Kasıtlı bilinçli oluşmayan bu durum bugün adli bilimler alanında suçluların ortaya çıkarılmasını sağlayan birçok inceleme yönteminin de ortaya çıkmasına sebep olmuştur. 

Örneğin bir fabrikada üretilen binlerce silahın, yontularak şekil verilmiş metal parçalardan imâl edildiği düşünüldüğünde, her bir silah, üreticinin kontrolü dışında kendine has bir kimliğe sahip olur. Mikron seviyedeki iz farklılıkları incelenerek suçlular belirlenir, olaylar aydınlatılır.

Kesilen, yontulan, şekil verilen her şey için geçerlidir bu. 

İnsan elinin ürünü olan her bir eşya böylece kaçınılmaz şekilde “biricik” olma özelliği kazanır. Zahiren birbirinin aynısı iki eşya aslında mikron seviyede birbirinden farklıdır. 

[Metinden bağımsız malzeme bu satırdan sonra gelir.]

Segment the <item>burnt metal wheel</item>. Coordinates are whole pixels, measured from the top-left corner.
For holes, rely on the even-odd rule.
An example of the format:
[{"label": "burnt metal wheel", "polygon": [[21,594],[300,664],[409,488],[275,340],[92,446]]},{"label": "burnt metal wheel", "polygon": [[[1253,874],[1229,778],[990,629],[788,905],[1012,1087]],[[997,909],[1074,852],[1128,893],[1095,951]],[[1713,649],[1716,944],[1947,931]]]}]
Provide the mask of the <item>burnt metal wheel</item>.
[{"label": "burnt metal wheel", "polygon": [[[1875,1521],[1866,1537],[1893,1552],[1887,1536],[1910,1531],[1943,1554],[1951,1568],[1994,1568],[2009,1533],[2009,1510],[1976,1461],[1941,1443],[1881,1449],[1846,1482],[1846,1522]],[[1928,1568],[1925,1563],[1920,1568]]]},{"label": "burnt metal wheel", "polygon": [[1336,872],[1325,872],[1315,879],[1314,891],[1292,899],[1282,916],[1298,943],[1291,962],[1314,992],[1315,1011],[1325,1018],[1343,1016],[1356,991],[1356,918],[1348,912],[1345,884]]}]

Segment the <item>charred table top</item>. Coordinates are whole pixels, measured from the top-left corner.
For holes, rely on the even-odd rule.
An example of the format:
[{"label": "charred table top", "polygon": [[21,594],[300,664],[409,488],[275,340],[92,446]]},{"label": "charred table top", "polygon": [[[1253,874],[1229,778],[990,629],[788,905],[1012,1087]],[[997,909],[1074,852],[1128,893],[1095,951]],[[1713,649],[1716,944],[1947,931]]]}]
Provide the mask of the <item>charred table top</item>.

Doğada bulunan hayat sahibi her varlık için de durum farklı değildir. Gözün gördüğü canlı cansız her varlıkta bilinçli tasarlanmış ve kodlanmış bir “biricik” olma durumu hâkimdir. Hepimizin bildiği ancak göz ardı ettiğimiz bazı örnekler sıralayacak olursak:

Dünyanın her yerindeki elma ağaçlarında yetişen elmalar ilk bakışta aynıdır, ama aslında detayda birbirinden farklıdırlar. 

İnsanların parmak izi vardır, ama her birimizin parmak izi birbirinden farklıdır. 

Her insanın iki kulağı, iki gözü, bir ağzı ve bir burnu vardır, aynıyızdır. Ama aslında her sima, her yüz birbirinden farklıdır. 

İki dudağımızın arasından çıkan, etten tellerin ürettiği seslere sahibizdir, ama her birimizin ses tonu birbirinden farklıdır.

DNA denen mucizenin varlığı bile her insanı hem her zerresiyle, hem de bütünüyle onu diğer herkesten farklı ve biricik yapmaya yeter, artar bile. 

Her şey atomlardan oluşur, ama atomların dizilişi değişince farklı maddeler haline gelirler...

Bir kutu dolusu toplu iğne ya da bir kutu dolusu kürdan dahi aslında herbiri birbirinden farklıdır, yani biriciktir...

Eşya fıtraten aynı kalmayı, aynılaşmayı reddediyor, ne yaparsak yapalım Tek’liğe, Tek Olan’a doğru akıp gidiyor ve Tekliği ilan ediyor.

Her varlığın biricik olması ne muhteşemdir. 

Her şeyin zâhiren aynı olması Rabbimizin “Vâhid” isminin tecellisi iken, bu aynılık içinde birbirinden farklı olması ise “Ehad” isminin tecellisidir...

Bir torna tezgâhını seyre dalınca, mikroskop altında toplu iğneleri inceleyip her birinin mikron seviyede birbirinden aslında ne kadar farklı olduklarını görünce, bütün bunları bana düşündüren o hadis-i şerifi hatırladım.

Allah Resulü (asm) şöyle buyurmuştur: 

“Kim Esmâ-i Hüsnâ’yı mânâlarını anlayarak sayar, bunlarla Allah’ı zikrederse Cennete girer.”